Human Resource Professionals have fought for years to get a seat at the table. But, what exactly does that mean? We should be tired of the excuses given for why bad employment experiences exist. If employees are taken care of, basic needs met, if they are heard, if managers are doing their jobs? Perhaps lawsuits and attrition would drop and those tremendous employer branding efforts would be a little less necessary.
Do Employees have a Voice?
It may be important to note that job seekers are stepping forward and taking control of their own destinies. They are fully in charge of their job search, they have found their own voice. That voice doesn’t quiet once they secure full-time employment, so where does that leave HR? Great talent acquisition efforts have had a serious impact on job search and employer branding which naturally leads to a workforce that wants similar interaction and promises fulfilled once in the workplace. It doesn’t matter how great your employer branding and Instagram feed are, if the employee experience is wanting, the word will get out. And your employees will find a way out.

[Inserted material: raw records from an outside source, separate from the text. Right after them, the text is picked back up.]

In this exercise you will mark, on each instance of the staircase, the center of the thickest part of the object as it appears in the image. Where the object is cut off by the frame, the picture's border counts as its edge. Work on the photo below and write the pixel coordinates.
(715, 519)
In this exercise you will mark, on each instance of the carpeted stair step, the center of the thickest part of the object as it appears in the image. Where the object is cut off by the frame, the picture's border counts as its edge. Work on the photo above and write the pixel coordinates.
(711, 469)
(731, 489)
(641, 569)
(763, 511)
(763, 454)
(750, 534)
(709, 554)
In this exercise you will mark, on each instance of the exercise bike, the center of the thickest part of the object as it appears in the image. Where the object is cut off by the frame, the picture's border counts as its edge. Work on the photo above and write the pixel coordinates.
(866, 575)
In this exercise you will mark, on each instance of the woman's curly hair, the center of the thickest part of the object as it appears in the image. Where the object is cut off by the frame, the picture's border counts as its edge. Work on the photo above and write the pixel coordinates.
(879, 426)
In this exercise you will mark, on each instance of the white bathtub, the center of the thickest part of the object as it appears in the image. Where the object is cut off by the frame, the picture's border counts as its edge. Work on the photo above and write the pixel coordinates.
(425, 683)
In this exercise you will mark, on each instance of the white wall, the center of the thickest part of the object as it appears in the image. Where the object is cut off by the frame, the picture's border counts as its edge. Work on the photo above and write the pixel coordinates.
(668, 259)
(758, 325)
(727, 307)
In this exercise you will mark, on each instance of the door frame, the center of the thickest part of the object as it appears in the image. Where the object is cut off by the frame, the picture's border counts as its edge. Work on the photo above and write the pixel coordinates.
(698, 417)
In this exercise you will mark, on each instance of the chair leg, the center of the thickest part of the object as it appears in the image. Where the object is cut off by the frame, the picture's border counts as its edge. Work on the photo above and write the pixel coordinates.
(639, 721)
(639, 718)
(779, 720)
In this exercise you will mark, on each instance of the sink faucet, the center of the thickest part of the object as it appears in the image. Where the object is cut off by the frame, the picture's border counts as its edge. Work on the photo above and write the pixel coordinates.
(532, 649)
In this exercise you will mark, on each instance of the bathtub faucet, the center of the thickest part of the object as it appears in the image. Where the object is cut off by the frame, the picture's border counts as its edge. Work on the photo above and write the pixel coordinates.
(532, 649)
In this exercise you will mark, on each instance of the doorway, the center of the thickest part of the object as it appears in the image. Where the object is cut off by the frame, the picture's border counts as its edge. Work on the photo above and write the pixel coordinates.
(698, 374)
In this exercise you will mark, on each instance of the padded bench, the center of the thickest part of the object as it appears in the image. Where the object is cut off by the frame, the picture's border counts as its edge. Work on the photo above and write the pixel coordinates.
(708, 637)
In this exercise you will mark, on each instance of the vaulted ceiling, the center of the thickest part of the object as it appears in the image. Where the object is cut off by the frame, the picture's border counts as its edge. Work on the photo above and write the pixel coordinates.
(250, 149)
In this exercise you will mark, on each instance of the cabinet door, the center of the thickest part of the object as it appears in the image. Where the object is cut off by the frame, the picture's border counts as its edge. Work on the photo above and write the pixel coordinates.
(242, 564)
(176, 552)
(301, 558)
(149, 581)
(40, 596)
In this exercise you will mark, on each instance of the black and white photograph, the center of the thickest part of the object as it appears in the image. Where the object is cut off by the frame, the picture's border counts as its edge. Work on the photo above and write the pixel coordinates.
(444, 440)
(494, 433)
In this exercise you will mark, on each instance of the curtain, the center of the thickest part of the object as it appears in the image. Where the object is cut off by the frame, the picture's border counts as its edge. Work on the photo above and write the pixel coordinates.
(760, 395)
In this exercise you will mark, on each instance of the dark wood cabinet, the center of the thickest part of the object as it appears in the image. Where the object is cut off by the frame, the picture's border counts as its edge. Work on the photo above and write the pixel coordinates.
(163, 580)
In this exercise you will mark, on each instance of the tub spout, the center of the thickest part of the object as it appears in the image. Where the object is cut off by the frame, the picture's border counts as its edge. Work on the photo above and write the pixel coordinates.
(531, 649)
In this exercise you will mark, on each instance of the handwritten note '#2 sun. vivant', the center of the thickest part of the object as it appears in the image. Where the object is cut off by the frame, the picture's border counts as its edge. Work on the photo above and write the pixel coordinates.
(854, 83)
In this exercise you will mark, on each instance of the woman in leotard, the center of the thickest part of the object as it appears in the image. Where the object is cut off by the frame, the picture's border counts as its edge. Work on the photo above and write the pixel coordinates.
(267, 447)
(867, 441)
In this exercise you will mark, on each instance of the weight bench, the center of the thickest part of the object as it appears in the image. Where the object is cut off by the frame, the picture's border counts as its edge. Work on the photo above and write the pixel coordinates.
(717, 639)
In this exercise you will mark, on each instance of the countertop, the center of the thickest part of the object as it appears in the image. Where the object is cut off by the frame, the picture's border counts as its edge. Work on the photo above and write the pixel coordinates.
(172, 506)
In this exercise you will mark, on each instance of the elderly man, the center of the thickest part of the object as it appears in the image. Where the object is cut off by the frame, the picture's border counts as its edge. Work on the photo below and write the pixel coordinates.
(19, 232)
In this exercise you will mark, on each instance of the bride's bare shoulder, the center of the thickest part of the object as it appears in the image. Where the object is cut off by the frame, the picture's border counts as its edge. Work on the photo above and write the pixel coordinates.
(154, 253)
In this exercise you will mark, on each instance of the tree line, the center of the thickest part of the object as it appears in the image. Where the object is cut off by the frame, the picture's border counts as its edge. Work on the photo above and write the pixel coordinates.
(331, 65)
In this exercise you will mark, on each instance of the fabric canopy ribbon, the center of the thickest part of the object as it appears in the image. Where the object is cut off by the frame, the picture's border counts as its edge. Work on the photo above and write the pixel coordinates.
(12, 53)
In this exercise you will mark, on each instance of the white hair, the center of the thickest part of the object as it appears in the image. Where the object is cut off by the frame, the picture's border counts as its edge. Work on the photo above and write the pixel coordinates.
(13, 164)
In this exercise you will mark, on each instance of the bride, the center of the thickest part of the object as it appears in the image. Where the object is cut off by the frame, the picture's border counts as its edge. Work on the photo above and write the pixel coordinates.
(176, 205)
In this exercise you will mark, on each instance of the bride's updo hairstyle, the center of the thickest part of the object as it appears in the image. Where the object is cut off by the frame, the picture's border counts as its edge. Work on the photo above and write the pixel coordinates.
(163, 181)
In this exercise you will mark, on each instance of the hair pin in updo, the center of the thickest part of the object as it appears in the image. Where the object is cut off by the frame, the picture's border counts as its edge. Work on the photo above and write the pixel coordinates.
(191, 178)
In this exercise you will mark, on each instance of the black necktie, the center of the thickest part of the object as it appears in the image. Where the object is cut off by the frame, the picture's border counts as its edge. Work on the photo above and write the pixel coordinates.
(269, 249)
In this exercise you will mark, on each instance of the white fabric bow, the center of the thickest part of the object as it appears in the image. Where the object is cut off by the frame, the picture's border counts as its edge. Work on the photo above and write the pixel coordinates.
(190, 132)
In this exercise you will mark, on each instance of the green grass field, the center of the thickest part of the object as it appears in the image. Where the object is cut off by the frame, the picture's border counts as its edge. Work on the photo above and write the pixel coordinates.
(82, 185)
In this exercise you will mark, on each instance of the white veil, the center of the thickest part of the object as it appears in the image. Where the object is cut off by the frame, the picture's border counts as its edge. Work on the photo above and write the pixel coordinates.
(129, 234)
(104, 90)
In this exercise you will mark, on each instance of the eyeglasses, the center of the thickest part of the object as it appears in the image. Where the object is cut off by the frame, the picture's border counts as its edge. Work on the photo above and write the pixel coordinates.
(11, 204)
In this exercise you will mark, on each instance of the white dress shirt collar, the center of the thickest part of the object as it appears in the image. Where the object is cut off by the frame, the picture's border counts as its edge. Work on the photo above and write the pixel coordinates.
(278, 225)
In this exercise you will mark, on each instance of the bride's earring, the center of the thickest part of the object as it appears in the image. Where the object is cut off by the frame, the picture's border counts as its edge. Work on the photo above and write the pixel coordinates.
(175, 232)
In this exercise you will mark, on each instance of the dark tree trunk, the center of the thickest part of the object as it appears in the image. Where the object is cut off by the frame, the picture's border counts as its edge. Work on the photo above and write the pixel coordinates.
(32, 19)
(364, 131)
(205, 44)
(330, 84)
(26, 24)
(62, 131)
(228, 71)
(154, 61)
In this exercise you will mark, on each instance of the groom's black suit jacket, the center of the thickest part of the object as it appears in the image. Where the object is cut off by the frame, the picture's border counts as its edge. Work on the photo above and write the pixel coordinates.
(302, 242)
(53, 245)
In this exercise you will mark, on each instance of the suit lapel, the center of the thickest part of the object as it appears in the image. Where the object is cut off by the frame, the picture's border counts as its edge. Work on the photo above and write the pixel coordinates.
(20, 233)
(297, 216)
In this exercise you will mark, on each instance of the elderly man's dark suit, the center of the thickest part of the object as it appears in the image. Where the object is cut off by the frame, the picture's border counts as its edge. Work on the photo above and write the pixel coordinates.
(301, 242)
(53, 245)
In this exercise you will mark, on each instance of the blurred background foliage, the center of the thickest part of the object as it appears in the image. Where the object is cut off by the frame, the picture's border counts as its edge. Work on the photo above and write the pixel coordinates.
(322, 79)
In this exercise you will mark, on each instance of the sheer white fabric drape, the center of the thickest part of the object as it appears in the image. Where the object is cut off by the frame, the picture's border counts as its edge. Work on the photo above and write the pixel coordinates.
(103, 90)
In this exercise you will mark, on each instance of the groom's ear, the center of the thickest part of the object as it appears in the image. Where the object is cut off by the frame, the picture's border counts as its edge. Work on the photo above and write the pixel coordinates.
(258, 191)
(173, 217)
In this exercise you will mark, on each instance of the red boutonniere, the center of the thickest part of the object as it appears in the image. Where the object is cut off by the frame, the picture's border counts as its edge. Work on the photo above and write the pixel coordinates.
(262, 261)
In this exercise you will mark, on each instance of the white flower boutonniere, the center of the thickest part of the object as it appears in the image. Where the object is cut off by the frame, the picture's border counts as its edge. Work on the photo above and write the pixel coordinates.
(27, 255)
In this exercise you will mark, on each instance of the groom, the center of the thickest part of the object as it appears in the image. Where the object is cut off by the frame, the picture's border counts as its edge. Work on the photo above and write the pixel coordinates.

Does working for you look like a party?
Balance is necessary. Many companies fail and lean too far in promoting what it is like to work for them and then lose sight of their company, product, and service brand as they build out an employment brand and culture that cannot deliver in the real world.
Employee Experience is as valuable as Candidate Experience
How have we forgotten this?
Employment Branding is often just a pretty package with a pretty bow, but what is underneath that wrapper – what is it REALLY like to work for your company? That is the TRUE employee experience. You may be asking why employees leave, but perhaps you should also ask why would they stay.
History has proven that the truth always comes out. Perhaps we start with developing a great employee experience and have that lead to a powerful and true employer brand.
Perhaps “branding” is the wrong word. Maybe the buzz is more hype than truth.